Alicia Keys began playing piano at the age of six, studying classical music and playing her little heart out for up to six hours a day. By her teens she had expanded into jazz, pop, and R&B, and started composing her own songs while attending a performing arts school in New York. Keys formed a trio with two other girls and they began playing gigs around the city, eventually catching the ear of a manager who put her in touch with a record executive. Unfortunately, said record executive was in the process of switching labels and couldn’t sign her.
Instead, a bidding war broke out, which Columbia Records eventually won. And Columbia had a plan.
We’re in the mid-90s at this point, and teen R&B pop singers such as Brandy and Monica are scoring Top 10 hits and selling millions of records. The thinking was, Keys could easily ride that wave of popularity. And to see that thinking come to fruition, Columbia hired a team of stylists, producers, and songwriters to mold her in that pop image.
But that’s all they wanted. Her voice and her image. Input, they did not want.
Unfortunately for their plan, Keys didn’t like the producers, she didn’t like the songwriting choices, and she didn’t want to be some kind of manufactured pop princess. So she invested in a home recording setup and began writing and recording demos of her own songs, produced her way, without any interference from the label.
Columbia rejected the demos as not radio-friendly.

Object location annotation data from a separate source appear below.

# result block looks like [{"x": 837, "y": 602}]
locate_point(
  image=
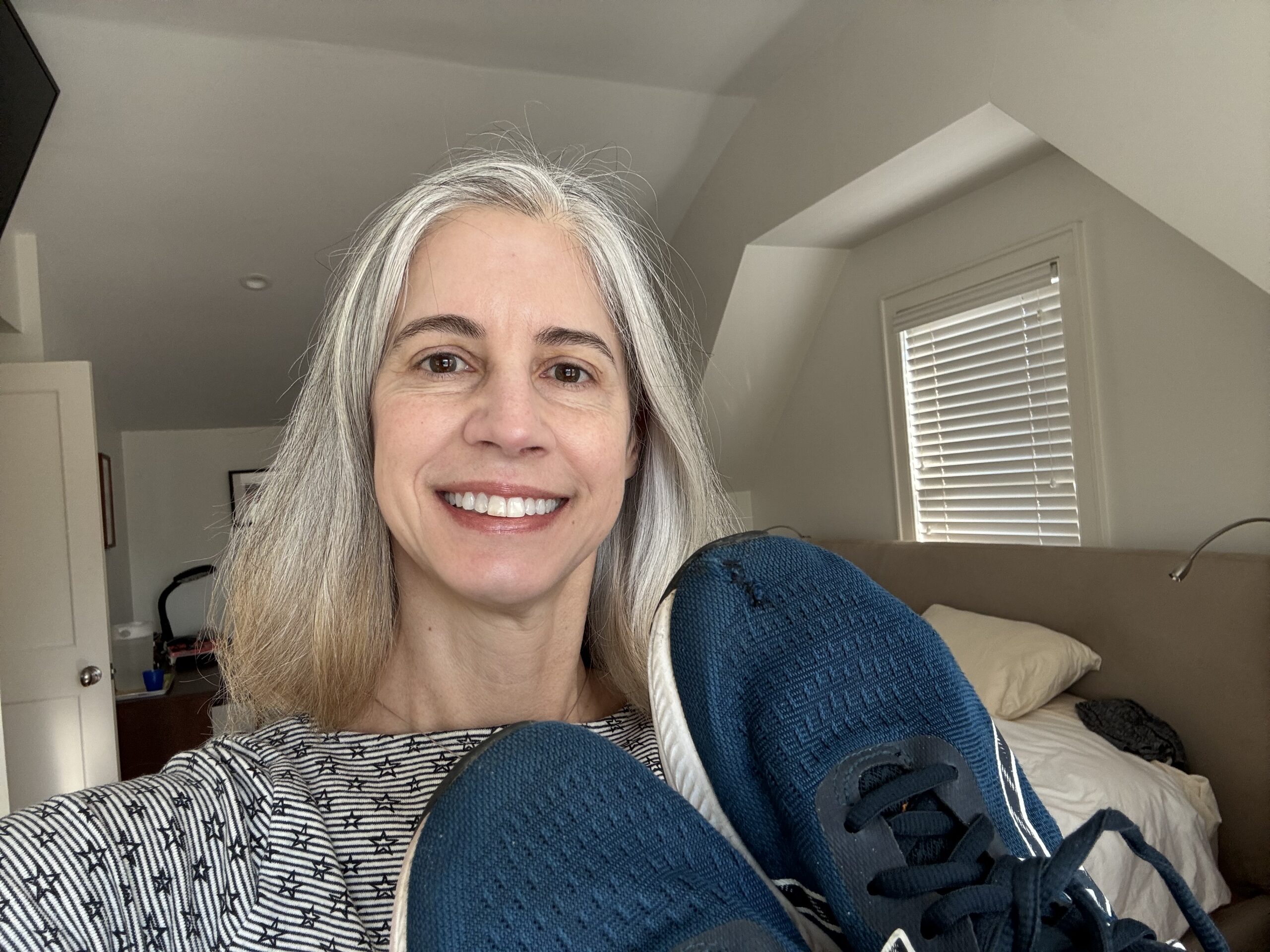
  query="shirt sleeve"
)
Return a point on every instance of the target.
[{"x": 162, "y": 862}]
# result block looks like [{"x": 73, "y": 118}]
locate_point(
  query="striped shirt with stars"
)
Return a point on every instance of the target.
[{"x": 286, "y": 838}]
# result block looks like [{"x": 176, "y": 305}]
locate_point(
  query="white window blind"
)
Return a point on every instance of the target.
[{"x": 990, "y": 431}]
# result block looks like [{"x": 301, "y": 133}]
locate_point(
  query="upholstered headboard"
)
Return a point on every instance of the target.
[{"x": 1196, "y": 653}]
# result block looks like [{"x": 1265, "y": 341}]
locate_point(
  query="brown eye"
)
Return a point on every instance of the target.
[
  {"x": 443, "y": 363},
  {"x": 568, "y": 373}
]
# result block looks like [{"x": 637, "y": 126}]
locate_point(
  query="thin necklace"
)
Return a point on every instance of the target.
[{"x": 464, "y": 746}]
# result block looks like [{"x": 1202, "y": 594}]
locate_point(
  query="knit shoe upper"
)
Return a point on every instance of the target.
[
  {"x": 549, "y": 837},
  {"x": 826, "y": 729}
]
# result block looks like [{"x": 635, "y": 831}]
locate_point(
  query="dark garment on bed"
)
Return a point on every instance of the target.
[{"x": 1132, "y": 728}]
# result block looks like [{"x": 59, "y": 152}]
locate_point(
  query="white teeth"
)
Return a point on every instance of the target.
[{"x": 507, "y": 508}]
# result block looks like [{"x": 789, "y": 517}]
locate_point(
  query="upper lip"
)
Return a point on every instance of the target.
[{"x": 504, "y": 489}]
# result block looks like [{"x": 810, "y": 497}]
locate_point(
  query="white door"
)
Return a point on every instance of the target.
[{"x": 59, "y": 734}]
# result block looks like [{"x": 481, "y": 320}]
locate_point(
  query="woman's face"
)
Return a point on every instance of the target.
[{"x": 502, "y": 422}]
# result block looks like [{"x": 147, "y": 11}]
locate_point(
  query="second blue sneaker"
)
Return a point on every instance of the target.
[
  {"x": 549, "y": 837},
  {"x": 825, "y": 729}
]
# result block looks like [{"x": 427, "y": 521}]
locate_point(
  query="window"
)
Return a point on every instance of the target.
[{"x": 994, "y": 432}]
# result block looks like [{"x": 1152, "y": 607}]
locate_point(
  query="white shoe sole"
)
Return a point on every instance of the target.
[
  {"x": 400, "y": 896},
  {"x": 688, "y": 774}
]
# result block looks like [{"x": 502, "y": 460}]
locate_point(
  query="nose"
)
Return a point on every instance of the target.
[{"x": 508, "y": 416}]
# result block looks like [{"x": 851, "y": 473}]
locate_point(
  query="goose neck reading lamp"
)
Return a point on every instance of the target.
[{"x": 1183, "y": 570}]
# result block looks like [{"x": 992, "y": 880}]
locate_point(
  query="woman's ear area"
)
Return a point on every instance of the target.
[{"x": 635, "y": 443}]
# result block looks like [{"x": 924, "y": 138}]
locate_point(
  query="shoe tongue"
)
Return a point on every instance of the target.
[{"x": 919, "y": 851}]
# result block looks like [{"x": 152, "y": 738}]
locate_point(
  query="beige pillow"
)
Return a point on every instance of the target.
[{"x": 1014, "y": 667}]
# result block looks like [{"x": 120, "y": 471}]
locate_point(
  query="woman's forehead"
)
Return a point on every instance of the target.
[{"x": 498, "y": 266}]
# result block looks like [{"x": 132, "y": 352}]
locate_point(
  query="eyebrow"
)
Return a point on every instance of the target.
[
  {"x": 444, "y": 323},
  {"x": 568, "y": 337},
  {"x": 468, "y": 328}
]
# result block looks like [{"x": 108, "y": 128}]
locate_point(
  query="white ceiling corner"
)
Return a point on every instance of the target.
[{"x": 197, "y": 141}]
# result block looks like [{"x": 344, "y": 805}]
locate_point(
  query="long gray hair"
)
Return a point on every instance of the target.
[{"x": 309, "y": 587}]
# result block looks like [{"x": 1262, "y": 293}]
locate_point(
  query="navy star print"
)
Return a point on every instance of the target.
[{"x": 286, "y": 838}]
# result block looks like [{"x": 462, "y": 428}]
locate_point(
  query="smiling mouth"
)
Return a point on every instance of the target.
[{"x": 504, "y": 507}]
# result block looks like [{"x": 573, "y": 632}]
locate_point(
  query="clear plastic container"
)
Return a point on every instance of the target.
[{"x": 131, "y": 653}]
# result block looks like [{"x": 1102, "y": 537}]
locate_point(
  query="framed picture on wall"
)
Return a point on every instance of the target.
[
  {"x": 107, "y": 485},
  {"x": 244, "y": 484}
]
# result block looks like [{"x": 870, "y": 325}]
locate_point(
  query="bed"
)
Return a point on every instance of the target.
[{"x": 1194, "y": 653}]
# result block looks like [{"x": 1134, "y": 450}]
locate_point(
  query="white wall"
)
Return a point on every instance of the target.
[
  {"x": 178, "y": 498},
  {"x": 1165, "y": 99},
  {"x": 1182, "y": 351}
]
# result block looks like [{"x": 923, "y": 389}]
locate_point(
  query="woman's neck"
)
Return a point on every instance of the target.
[{"x": 455, "y": 665}]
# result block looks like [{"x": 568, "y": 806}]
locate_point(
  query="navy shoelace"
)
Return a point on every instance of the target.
[{"x": 1019, "y": 904}]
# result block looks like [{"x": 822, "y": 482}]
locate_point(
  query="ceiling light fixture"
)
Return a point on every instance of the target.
[{"x": 254, "y": 282}]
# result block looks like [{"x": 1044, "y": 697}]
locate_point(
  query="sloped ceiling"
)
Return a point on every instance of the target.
[
  {"x": 1165, "y": 103},
  {"x": 197, "y": 141}
]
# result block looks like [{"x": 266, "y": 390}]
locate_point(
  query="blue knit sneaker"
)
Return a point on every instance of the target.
[
  {"x": 825, "y": 729},
  {"x": 549, "y": 837}
]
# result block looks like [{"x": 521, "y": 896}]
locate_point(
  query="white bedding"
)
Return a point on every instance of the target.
[{"x": 1075, "y": 772}]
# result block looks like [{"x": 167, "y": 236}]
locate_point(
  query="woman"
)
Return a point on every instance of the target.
[{"x": 492, "y": 473}]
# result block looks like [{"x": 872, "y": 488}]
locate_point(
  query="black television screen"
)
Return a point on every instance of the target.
[{"x": 27, "y": 97}]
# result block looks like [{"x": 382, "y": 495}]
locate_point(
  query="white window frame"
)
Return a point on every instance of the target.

Keys then rejected Columbia as not artist-friendly and asked to be released from her contract. The label agreed and, crucially, thought so little of her music that they let her keep the demo tape (which they didn’t have to).
Clive Davis signed Keys to Arista — and then to J Records when he started his own imprint — and told her she could do whatever she wanted. So she kept working on her demos and turned them into her debut album, Songs In A Minor, which debuted at #1 on the US album chart in 2001. Most of the songs on the album were also on the demo tape that Columbia rejected as “not radio-friendly,” including the first single, “Fallin’,” which went to #1 on the Hot 100. Keys would go on to have three more #1 albums and three more chart-topping singles.
Every record label makes mistakes — the trick is to have more hits than misses — but there’s wrong and then there’s WRONG.
So start fallin’ back in love… with Alicia Keys.